I have one year left until my oldest graduates from high school, flies the nest and is on her own. I have mixed feeling about this. Excited to see her venture out, seek new life and new civilizations and to boldly go where...ever she wants to. Yet it will be quiet around here without her. Sometimes that will be a good thing. See what I mean about the mixed feelings? My question is as she embarks on this next stage of life, what things will she remember from her childhood? What will she embrace, reject, share with others, be embarrassed about, and ultimately what will she pass down to her posterity--meaning what is she going to tell her kids about me!? Argh...is a year long enough to erase the previous 17? Hmmm...guess I should have started this "good mom" project earlier. Why do I procrastinate these things so?
But on to the point...yeah you thought I forgot again huh? Well, aside from the lack of supervision kindly described in my last post, what are my most vivid childhood memories? I have talked somewhat about my upbringing in a previous post, but I think I shall venture on.
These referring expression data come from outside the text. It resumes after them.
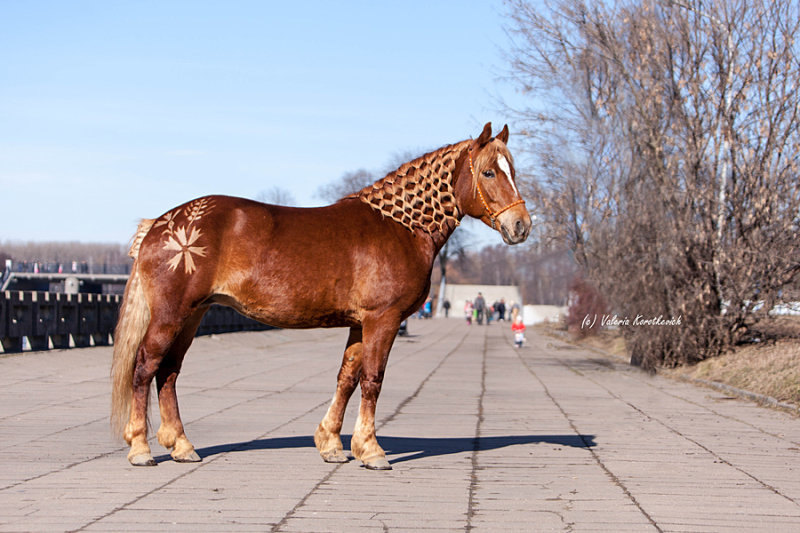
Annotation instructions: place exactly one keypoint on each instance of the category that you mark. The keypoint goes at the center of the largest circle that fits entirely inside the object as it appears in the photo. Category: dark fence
(54, 320)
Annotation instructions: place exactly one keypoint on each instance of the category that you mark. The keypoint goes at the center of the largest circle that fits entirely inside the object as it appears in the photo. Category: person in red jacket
(519, 331)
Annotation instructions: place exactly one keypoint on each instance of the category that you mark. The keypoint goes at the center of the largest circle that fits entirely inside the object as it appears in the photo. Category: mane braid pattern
(419, 194)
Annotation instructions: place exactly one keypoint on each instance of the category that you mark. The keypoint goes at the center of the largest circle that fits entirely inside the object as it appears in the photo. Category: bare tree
(667, 145)
(349, 183)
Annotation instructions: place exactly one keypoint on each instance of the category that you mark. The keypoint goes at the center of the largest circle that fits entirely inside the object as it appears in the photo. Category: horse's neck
(420, 195)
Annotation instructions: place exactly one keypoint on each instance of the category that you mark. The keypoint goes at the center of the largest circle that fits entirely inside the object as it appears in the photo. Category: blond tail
(134, 317)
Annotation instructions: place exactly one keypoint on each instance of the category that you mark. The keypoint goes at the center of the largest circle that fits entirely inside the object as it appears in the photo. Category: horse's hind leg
(156, 343)
(171, 433)
(328, 434)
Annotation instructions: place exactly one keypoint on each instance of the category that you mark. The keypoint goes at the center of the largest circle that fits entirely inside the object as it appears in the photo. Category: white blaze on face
(502, 162)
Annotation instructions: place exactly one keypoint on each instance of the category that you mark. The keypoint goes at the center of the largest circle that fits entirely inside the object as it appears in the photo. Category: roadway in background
(481, 437)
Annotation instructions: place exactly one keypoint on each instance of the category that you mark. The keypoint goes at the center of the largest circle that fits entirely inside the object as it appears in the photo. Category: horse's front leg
(328, 434)
(364, 444)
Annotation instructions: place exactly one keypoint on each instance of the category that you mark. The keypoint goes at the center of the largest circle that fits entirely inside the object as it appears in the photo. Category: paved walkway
(482, 437)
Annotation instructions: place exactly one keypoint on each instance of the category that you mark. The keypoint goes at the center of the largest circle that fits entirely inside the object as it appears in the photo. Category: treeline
(68, 256)
(543, 275)
(665, 140)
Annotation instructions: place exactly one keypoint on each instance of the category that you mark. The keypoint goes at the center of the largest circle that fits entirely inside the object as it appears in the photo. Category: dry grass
(770, 367)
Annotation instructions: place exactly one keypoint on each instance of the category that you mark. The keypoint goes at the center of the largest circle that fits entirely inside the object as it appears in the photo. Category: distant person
(480, 308)
(501, 309)
(518, 328)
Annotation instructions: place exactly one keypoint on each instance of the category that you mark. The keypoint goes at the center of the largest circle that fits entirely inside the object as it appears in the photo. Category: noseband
(492, 214)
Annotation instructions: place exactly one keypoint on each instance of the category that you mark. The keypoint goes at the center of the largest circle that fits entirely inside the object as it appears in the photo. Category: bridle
(492, 214)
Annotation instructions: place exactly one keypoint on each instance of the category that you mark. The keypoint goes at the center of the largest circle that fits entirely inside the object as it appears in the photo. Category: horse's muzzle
(515, 225)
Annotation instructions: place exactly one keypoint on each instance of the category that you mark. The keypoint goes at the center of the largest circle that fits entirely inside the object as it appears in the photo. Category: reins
(492, 214)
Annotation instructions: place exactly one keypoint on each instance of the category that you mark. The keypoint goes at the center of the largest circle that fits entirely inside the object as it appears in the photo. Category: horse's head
(495, 199)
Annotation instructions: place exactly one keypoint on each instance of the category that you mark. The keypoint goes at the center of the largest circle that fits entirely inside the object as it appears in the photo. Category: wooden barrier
(43, 320)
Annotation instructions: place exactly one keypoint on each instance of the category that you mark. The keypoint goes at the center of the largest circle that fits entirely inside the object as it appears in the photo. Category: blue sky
(115, 111)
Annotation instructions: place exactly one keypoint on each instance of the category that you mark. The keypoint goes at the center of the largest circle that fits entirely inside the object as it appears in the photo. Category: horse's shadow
(406, 448)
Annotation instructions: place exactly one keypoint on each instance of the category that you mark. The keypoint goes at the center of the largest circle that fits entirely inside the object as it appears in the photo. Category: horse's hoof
(334, 456)
(142, 459)
(191, 457)
(377, 463)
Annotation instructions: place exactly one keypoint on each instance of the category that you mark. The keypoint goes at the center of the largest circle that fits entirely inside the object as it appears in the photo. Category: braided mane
(419, 194)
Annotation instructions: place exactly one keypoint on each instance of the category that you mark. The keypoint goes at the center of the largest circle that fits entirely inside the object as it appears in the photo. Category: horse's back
(287, 266)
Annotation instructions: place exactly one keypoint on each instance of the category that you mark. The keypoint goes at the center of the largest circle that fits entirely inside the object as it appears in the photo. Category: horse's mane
(419, 194)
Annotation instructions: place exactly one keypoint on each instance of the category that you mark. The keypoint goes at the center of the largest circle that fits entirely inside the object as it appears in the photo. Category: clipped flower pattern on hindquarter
(184, 239)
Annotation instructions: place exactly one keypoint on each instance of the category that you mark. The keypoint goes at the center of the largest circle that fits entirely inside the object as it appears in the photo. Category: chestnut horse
(364, 263)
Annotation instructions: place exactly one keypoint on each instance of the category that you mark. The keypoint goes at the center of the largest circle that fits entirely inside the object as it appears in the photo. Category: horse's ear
(503, 135)
(486, 135)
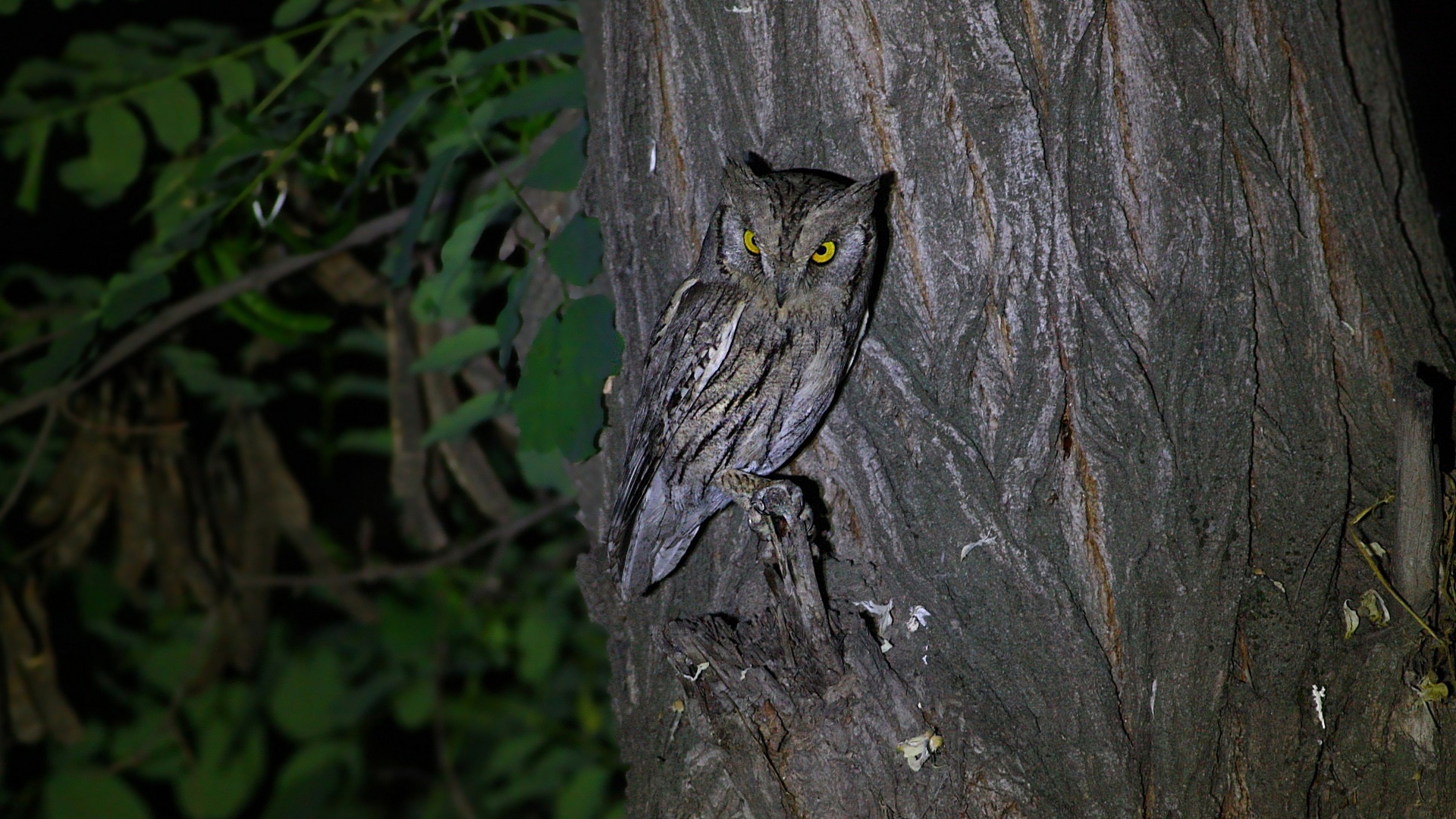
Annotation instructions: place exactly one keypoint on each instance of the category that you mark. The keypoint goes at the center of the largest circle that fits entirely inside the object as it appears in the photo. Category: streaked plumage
(746, 357)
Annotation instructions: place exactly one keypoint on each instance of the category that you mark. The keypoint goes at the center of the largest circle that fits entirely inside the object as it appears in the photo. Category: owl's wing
(689, 346)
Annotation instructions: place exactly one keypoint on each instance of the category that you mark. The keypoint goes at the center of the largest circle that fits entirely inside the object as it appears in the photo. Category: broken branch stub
(799, 695)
I was not an easy child to raise. My mother has generously forgotten what a rotten kid I was, but rotten I was. Impossible to please stubborn beyond reason know-it-all bossy rotten! I pouted through my whole 7th birthday (can't remember why), all of junior high (here's why), and the large family trip to Disneyland (I kinda remember why, but am not willing to share that just yet). So my family deserves some credit for not selling me to gypsies like they threatened so many times. I think perhaps it is just that the caravan did not come through our neighborhood.
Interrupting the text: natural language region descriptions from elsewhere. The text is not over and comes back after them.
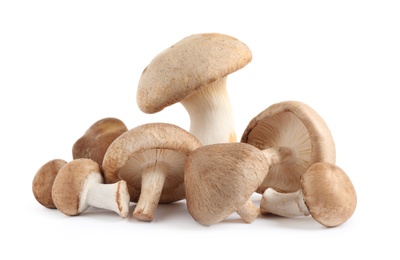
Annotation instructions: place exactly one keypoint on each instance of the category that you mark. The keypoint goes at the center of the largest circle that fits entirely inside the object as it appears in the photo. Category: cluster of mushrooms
(286, 153)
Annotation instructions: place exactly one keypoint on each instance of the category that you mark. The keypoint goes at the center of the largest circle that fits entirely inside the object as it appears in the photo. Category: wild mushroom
(194, 72)
(80, 184)
(326, 193)
(220, 179)
(42, 183)
(293, 136)
(95, 141)
(150, 158)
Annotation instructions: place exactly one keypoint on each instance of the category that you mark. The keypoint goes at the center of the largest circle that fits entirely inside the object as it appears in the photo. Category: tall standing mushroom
(327, 194)
(194, 71)
(220, 179)
(95, 141)
(80, 184)
(293, 136)
(150, 158)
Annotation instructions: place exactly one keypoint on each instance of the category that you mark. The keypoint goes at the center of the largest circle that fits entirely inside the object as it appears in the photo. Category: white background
(66, 64)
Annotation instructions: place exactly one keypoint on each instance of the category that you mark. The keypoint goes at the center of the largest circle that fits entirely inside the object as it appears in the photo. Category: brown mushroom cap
(69, 183)
(185, 67)
(145, 146)
(43, 182)
(220, 178)
(95, 141)
(328, 194)
(297, 126)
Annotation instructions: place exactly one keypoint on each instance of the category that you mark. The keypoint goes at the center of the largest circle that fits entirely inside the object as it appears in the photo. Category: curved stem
(283, 204)
(114, 197)
(210, 111)
(248, 212)
(153, 179)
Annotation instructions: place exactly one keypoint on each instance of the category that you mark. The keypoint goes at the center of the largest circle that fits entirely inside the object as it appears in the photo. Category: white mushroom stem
(283, 204)
(278, 155)
(114, 197)
(210, 111)
(248, 212)
(153, 179)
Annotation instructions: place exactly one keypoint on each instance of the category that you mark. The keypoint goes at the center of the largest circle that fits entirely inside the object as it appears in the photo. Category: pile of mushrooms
(286, 153)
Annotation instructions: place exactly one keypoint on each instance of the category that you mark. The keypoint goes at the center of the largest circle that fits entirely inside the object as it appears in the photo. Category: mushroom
(42, 183)
(193, 72)
(80, 184)
(220, 179)
(327, 194)
(150, 158)
(95, 141)
(293, 136)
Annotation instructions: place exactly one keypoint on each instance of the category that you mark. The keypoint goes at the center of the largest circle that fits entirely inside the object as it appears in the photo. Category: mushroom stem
(278, 155)
(210, 111)
(153, 179)
(283, 204)
(114, 197)
(248, 212)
Music is a huge part of my life. I grew up with my parents' music. Wrong for my generation, but superior in every way so I thank them for that. We sat around my mother as she played the autoharp and we sang. Wonderful, old-timey, folk stuff. I pictured all my children gathered around me someday singing and traveling the countryside, guitars strapped to our backs. Every little girl's dream is to grow up to be Woody Guthrie right? It was California in the 70's, ok! Really I idolized the Partridge Family. "We had a dream, we'd go travelin' together. We'd spread a little lovin' then we'd keep movin' on." Truth be told, I still want that bus! I wore extra grooves in several old Beatles albums from Mom's teenage years and made my way through huge bins of 8-tracks from Dad's surfer days. Yes, you read that right. I think he still has a player in his truck. "Like totally vintage, Dude." Dad fancied himself a bit of a dancer and would strut his stuff around the room on cleaning day with the local oldies station blaring through the house. Music was life and energy and joy. I think I have passed this passion on to my children. We play music and sing together almost daily. Our extended family get-togethers are the same. The weird thing? The music has not changed. My mother laughs that we play "her" music, but it is now OUR music. That is legacy.
Quote of the Day: "Take care of all your memories. For you cannot relive them."